В середине 1970-х режиссер Вернер Херцог, узнав, что его знакомая Лотте Айснер тяжело заболела, провел личный ритуал, пройдя пешком из Мюнхена в Париж, решив, что, если он осилит маршрут и дойдет до конца, Айснер выживет. Всю эту неделю я пытался найти свой личный ход, и схожим, не сговариваясь, занимались все, кто любил ЛС: постили его стихи и фотографии, вспоминали, надеялись.
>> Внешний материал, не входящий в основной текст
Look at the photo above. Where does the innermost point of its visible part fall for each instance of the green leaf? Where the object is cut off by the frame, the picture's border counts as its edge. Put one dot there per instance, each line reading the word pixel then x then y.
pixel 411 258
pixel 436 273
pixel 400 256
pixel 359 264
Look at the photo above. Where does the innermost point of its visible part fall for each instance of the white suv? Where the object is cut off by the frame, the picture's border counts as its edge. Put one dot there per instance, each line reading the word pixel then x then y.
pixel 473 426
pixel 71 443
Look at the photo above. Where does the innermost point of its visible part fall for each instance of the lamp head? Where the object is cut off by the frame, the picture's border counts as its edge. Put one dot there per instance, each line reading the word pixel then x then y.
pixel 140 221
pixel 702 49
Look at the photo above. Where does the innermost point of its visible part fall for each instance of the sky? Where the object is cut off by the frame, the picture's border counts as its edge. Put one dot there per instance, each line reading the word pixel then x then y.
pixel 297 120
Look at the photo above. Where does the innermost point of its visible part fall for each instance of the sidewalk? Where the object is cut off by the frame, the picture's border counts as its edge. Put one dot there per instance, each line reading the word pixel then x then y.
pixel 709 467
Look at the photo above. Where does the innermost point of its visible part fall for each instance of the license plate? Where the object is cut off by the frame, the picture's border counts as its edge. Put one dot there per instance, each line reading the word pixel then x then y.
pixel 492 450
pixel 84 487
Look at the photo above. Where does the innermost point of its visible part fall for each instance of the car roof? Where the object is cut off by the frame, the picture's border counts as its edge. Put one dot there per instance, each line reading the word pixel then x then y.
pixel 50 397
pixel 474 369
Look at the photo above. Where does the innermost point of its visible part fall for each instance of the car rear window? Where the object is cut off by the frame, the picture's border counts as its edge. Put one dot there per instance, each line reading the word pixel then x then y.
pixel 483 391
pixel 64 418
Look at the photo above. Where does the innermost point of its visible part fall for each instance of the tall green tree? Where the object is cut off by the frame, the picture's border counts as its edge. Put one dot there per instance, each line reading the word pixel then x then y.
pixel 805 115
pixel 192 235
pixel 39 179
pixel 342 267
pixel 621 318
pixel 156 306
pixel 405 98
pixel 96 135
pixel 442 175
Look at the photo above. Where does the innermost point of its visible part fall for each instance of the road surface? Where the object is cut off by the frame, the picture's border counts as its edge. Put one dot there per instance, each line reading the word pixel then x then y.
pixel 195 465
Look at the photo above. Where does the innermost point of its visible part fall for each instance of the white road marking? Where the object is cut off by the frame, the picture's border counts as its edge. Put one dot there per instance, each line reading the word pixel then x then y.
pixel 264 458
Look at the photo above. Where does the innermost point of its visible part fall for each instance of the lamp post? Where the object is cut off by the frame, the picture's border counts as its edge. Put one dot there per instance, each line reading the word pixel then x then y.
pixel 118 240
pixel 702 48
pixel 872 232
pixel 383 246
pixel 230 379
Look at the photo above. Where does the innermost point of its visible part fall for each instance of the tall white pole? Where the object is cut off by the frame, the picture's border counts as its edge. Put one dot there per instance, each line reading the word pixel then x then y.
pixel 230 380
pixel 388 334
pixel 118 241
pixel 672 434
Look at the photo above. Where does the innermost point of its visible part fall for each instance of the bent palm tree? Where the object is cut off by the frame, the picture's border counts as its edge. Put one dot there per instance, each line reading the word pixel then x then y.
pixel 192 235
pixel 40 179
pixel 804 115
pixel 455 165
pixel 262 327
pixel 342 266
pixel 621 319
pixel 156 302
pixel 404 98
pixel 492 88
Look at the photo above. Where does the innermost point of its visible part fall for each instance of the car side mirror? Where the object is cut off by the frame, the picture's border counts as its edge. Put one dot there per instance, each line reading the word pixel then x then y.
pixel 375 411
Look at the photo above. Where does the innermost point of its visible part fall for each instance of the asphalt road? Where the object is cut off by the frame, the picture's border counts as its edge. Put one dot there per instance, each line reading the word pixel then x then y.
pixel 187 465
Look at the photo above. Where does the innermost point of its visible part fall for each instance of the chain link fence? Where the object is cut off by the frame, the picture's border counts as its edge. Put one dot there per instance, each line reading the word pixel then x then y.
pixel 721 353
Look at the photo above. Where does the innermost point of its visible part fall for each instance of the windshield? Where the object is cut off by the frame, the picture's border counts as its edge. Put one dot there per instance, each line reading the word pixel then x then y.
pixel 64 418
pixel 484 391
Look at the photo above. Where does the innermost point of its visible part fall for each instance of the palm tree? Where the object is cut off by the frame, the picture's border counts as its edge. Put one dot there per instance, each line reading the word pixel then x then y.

Похожий на не очень крупную птичку, состоящий будто из легких жил и костей, ЛС был хрупким и прочным одновременно. Если вы когда-нибудь держали в руках птицу, то должны помнить это ощущение: легкости и в то же время — силы. Отчасти от этого в произошедшее не верится вовсе: на этом злополучном переходе будто столкнулось неживое с живым, тяжелое — с воздушным, бессмысленное — с ясным. Бессмысленное в этот раз, увы, победило. Но и над банальностью этой фразы Лев Семенович тоже бы, думаю, посмеялся.